I do think unkbar's comment above about renting POD machines is a viable option. The stickler for details in me should note that one rents the meter - the actual machine that prints / seals the mail can be bought. At any rate, the business concept is valid.

Reply

jeff_duntemann September 4 2007, 20:26:37 UTC
On reflection, what's significant in my conversations with the big NY houses is that their thinking revolves completely around paper. I don't think ebooks are really on the radar for them as more than a vehicle for promoting paper books.

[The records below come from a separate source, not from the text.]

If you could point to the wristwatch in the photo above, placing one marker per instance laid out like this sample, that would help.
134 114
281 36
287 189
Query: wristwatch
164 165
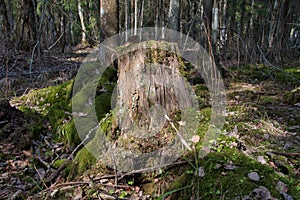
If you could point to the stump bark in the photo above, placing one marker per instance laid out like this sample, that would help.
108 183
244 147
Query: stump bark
150 87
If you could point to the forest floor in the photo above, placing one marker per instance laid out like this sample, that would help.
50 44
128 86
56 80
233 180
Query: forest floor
256 157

On the other hand, they don't love paper. Paper is a PITA, trust me, and you've cited an aspect of perhaps the biggest discontent focusing on paper: Retailer returns. Tearing covers off only applies to MM PBs. Other formats require that you ship the whole, undamaged books back physically to the publisher, and neither retailers nor publishers want to do that, as the people and infrastructure cost is high and contributes little to the bottom line. (To be fair, retailer returns do influence the number of different titles stores carry by reducing the risk for shelving unproven books, and most publishers do recognize this, especially those who still emphasize midlist titles ( ... )

Reply


Print-out piracy happened to me anonymous September 4 2007, 20:25:46 UTC
I know for a fact that "Thinking in C#" PDFs that I was selling for $5 (1184 pages, more than 200 sample programs) were printed out and sold commercially in Turkey (at least). Of course, it was also widely pirated despite the personal request from me that "c'mon, even if you're a student in the third world, if you pirate this, I'm not going to do it again." There is no price-point "below which people will not bother to pirate."

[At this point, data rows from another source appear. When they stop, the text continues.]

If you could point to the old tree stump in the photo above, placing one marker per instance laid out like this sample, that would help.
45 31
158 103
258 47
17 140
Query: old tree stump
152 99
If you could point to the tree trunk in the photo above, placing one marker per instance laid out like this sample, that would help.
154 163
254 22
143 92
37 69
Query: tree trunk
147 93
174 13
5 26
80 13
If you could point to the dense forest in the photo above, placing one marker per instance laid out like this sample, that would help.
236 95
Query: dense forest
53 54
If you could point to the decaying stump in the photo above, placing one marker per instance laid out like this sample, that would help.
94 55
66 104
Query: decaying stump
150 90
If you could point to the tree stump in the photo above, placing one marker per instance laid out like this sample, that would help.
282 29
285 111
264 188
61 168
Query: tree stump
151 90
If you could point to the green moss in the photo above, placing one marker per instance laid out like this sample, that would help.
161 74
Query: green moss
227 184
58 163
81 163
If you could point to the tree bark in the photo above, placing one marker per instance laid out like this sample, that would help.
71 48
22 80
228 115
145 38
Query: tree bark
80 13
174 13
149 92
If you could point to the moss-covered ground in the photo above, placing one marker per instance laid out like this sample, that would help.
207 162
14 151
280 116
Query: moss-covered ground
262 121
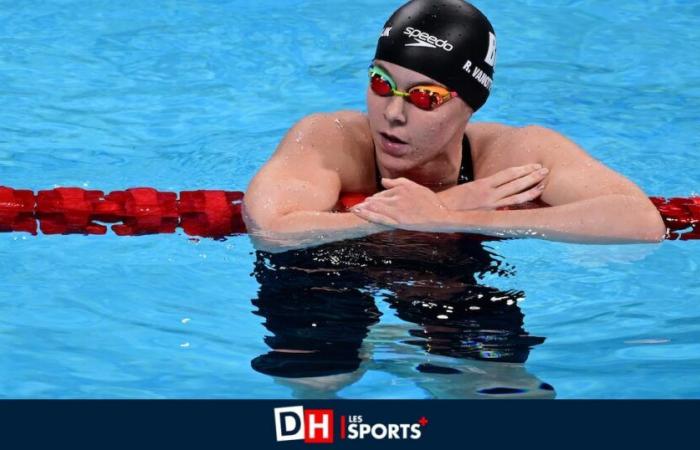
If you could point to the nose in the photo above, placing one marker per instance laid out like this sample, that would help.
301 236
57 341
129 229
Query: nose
394 112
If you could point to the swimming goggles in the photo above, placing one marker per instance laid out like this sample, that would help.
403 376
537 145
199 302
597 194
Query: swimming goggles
424 97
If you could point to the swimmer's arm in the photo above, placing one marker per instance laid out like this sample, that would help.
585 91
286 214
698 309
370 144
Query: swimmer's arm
289 203
590 203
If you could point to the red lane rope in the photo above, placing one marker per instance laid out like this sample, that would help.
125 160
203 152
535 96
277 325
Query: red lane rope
204 213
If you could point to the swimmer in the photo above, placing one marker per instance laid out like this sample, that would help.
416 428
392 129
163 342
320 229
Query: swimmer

The only answer that I can think of is some sort of DRM (for physical printing, where it seems less draconian); use PK nested transactions to produce upon request, on a given piece of hardware, a given number of copies.

Larry O'Brien

Reply

Re: Print-out piracy happened to me jeff_duntemann September 4 2007, 20:43:06 UTC
I wonder if that couldn't be done at the driver level, with the drivers closely controlled, pollable by the vendor, and not available to just anybody. I wouldn't want to see new layers of DRM added to the PDF format. Not that any system like that can't be broken, and we must not forget Schneier's Law: A DRM system only has to be broken once.

Interestingly, for all the years I've been in book publishing, I do not recall a single rights deal with a publisher in Turkey. I have copies of my books in a lot of languages (including Croatian!) but not Turkish.

Reply

Re: Print-out piracy happened to me anonymous September 5 2007, 00:04:07 UTC
It's pretty "ob hack" to write a printer driver that accepts encoded input and uses the _previous_ legitimate print request hash as "salt". (Therefore, if you get a brand new machine and print out "Moby Dick," you send some sequence "ABCD...." that prints out "Call me Ishmael...." But you can't just capture and replay that, because once the printer's printed out "...and only found another orphan." the proper encoding of the beginning is "WXYZ...").

Of course it would be vulnerable to physical tampering and memory interception, but "secure kiosk containing valuable slips of paper" seems to be a pretty-much solved problem.

The key (I think) is that DRM is _nothing_ but an inconvenience to legitimate end-users, while DRM is a _benefit_ to legitimate POD kiosk renters / owners. (As the existence of a pirate POD kiosk in their town harms their business.) Therefore, they have an incentive to tolerate the "phone home" and "only this hardware" annoyances of DRM.